Next, we extracted the sterols from these transformed erg24 strains and analyzed them by combined gas chromatography and mass spectrometry (Fig. 7B-G). Under standard growth conditions, the untransformed erg24 mutant and the mutant transformed with the empty vector produce ignosterol (ergosta-8,14-dien-3β-ol; Fig. 7E,F) instead of ergosterol (Fig. 7B) as the major end product of the sterol biosynthetic pathway. The erg24 mutant transformed with ERG24 (Fig. 7C) or FACKEL (Fig. 7D) cDNA reinstated the ability to synthesize ergosterol (Fig. 7B-D). By contrast, the erg24 mutant expressing dLBR produces only ignosterol as the major end product of the sterol biosynthetic pathway (Fig. 7G; compare with 7E,F). Our data indicate that the Drosophila LBR is not able to complement the sterol C14 reductase activity lacking in the erg24 mutant.

Silencing of dLBR by RNA interference

To gain insight into interactions and functions of the dLBR in vivo, we downregulated its mRNA and the protein in cultured cells (Fig. 8) and embryos (Fig. 9) by RNAi, a method that works very efficiently in Drosophila (Clemens et al., 2000). In parallel, we performed RNAi experiments for lamin Dm0, because our data indicate that this lamin binds to dLBR. When an S2 cell culture was transfected with dsRNA of the dLBR gene, we noticed by immunofluorescence microscopy with dLBR antibodies a significantly weaker staining of several cells within 24 hours. At 72 hours after transfection, 80-90% of the cells were either not stained or only weakly stained by the antibodies (data not shown; Fig. 8C, Fig. 9B). Identical results were obtained with dsRNA of the lamin Dm0 gene (data not shown). The number of the weakly stained cells stained by the dLBR antibodies increased within the next days and, 6 days after transfection, most of the cells were indistinguishable from control cells by immunofluorescence microscopy.

Fig. 8.

Downregulation of the Drosophila proteins dLBR and lamin Dm0 in cultured Drosophila cells by RNAi (A-G).

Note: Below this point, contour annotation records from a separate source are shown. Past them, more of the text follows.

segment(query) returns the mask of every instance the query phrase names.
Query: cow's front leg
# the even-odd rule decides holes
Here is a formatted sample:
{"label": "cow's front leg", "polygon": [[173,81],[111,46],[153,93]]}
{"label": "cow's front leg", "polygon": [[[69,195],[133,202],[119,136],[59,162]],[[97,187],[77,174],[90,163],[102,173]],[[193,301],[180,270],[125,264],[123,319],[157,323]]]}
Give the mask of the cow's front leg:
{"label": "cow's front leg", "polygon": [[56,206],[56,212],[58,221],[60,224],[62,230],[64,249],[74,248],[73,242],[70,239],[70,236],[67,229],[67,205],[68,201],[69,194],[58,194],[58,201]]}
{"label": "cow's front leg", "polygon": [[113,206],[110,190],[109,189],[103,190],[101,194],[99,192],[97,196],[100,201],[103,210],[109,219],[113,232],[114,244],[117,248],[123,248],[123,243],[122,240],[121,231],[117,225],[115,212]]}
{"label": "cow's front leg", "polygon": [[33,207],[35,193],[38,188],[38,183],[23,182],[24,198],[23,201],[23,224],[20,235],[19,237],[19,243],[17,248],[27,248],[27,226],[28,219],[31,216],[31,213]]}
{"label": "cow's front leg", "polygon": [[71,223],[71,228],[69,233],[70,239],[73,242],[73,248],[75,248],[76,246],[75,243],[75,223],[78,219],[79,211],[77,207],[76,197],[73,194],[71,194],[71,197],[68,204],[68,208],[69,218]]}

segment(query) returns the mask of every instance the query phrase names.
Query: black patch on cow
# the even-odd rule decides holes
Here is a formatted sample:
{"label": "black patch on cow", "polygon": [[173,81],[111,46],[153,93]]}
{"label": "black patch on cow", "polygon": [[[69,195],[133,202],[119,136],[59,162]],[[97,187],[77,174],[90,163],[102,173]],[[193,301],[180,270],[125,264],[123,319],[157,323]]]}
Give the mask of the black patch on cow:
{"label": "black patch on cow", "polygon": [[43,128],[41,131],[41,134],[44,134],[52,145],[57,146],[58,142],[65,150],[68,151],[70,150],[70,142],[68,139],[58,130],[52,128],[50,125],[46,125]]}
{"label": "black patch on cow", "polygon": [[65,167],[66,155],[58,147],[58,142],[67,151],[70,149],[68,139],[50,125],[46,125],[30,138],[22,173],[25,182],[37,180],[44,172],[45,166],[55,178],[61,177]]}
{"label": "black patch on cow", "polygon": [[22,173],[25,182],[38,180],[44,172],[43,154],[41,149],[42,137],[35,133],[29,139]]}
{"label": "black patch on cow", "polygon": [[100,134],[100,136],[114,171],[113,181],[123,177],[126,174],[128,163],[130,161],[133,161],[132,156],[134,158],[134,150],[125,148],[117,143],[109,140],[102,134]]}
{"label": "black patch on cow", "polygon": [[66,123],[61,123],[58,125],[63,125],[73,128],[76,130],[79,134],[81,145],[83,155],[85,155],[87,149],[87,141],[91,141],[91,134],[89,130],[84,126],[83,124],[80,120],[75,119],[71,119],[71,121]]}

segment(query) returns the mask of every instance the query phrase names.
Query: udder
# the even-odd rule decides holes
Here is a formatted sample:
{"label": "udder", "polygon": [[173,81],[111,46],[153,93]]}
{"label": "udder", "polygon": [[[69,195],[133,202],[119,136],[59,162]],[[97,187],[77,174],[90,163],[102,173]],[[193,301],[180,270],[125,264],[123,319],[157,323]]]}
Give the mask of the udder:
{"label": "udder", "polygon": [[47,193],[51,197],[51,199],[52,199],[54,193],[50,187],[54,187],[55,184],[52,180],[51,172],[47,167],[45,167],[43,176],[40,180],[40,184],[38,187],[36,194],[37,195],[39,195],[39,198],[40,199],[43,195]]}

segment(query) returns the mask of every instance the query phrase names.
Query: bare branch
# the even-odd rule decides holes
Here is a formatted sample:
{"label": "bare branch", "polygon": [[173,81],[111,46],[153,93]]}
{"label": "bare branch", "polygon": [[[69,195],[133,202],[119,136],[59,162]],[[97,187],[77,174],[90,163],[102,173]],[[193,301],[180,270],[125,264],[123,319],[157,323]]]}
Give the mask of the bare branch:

Drosophila S2 (A-E) and Kc167 cells (F,G) were transfected with dsRNA specific for the dLBR gene (A,C) and the lamin Dm0 gene (B,D-G), and analyzed by immunoblotting (A,B) and immunofluorescence microscopy (C-G). (A) RNAi of the dLBR. Total proteins of identical numbers of untreated control S2 cells (lanes 1, 2; control) and of S2 cells 3 days after transfection with dLBR dsRNA (lanes 3,4; RNAi) were separated by SDS-PAGE and immunoblotted with antibodies against the dLBR (A), lamin Dm0 (A′) and α-tubulin (A″). (B) RNAi of lamin Dm0. Total proteins of identical numbers of untreated control S2 cells (lane 1; control) and of S2 cells 3 days after transfection with dsRNA for the lamin Dm0 gene (lane 2; RNAi) were separated by SDS-PAGE and immunoblotted with antibodies against lamin Dm0 (B), the dLBR (B′) and α-tubulin (B″). Arrows (A,B′) mark unaggregated dLBR. Molecular masses of reference proteins (in kDa) are marked. (C-C″) Immunofluorescence microscopy of S2 cells 72 hours after transfection with dLBR dsRNA. Cells were stained with antibodies against the dLBR (C, dLBR) and lamin Dm0 (C′, lamin Dm0; C″, merge: overlay of C and C′). (D-G) Immunofluorescence microscopy of S2 (D,E) and Kc167 cells (F,G) 72 hours after transfection with lamin Dm0 dsRNA. Cells were stained with antibodies against lamin Dm0 (D-G, lamin Dm0), the dLBR (E′,G′, dLBR), and antibody mab414 that is specific for nuclear pore complex proteins (D′,F′, nucleoporin). The corresponding overlays are shown (D″-G″, merge). Digital images were taken by CLSM. Scale bars, 20 μm (in E″ for C-E″; in G″ for F-G″).

Fig. 8.

Downregulation of the Drosophila proteins dLBR and lamin Dm0 in cultured Drosophila cells by RNAi (A-G). Drosophila S2 (A-E) and Kc167 cells (F,G) were transfected with dsRNA specific for the dLBR gene (A,C) and the lamin Dm0 gene (B,D-G), and analyzed by immunoblotting (A,B) and immunofluorescence microscopy (C-G). (A) RNAi of the dLBR. Total proteins of identical numbers of untreated control S2 cells (lanes 1, 2; control) and of S2 cells 3 days after transfection with dLBR dsRNA (lanes 3,4; RNAi) were separated by SDS-PAGE and immunoblotted with antibodies against the dLBR (A), lamin Dm0 (A′) and α-tubulin (A″). (B) RNAi of lamin Dm0. Total proteins of identical numbers of untreated control S2 cells (lane 1; control) and of S2 cells 3 days after transfection with dsRNA for the lamin Dm0 gene (lane 2; RNAi) were separated by SDS-PAGE and immunoblotted with antibodies against lamin Dm0 (B), the dLBR (B′) and α-tubulin (B″). Arrows (A,B′) mark unaggregated dLBR. Molecular masses of reference proteins (in kDa) are marked. (C-C″) Immunofluorescence microscopy of S2 cells 72 hours after transfection with dLBR dsRNA. Cells were stained with antibodies against the dLBR (C, dLBR) and lamin Dm0 (C′, lamin Dm0; C″, merge: overlay of C and C′). (D-G) Immunofluorescence microscopy of S2 (D,E) and Kc167 cells (F,G) 72 hours after transfection with lamin Dm0 dsRNA. Cells were stained with antibodies against lamin Dm0 (D-G, lamin Dm0), the dLBR (E′,G′, dLBR), and antibody mab414 that is specific for nuclear pore complex proteins (D′,F′, nucleoporin). The corresponding overlays are shown (D″-G″, merge). Digital images were taken by CLSM. Scale bars, 20 μm (in E″ for C-E″; in G″ for F-G″).

Fig. 9.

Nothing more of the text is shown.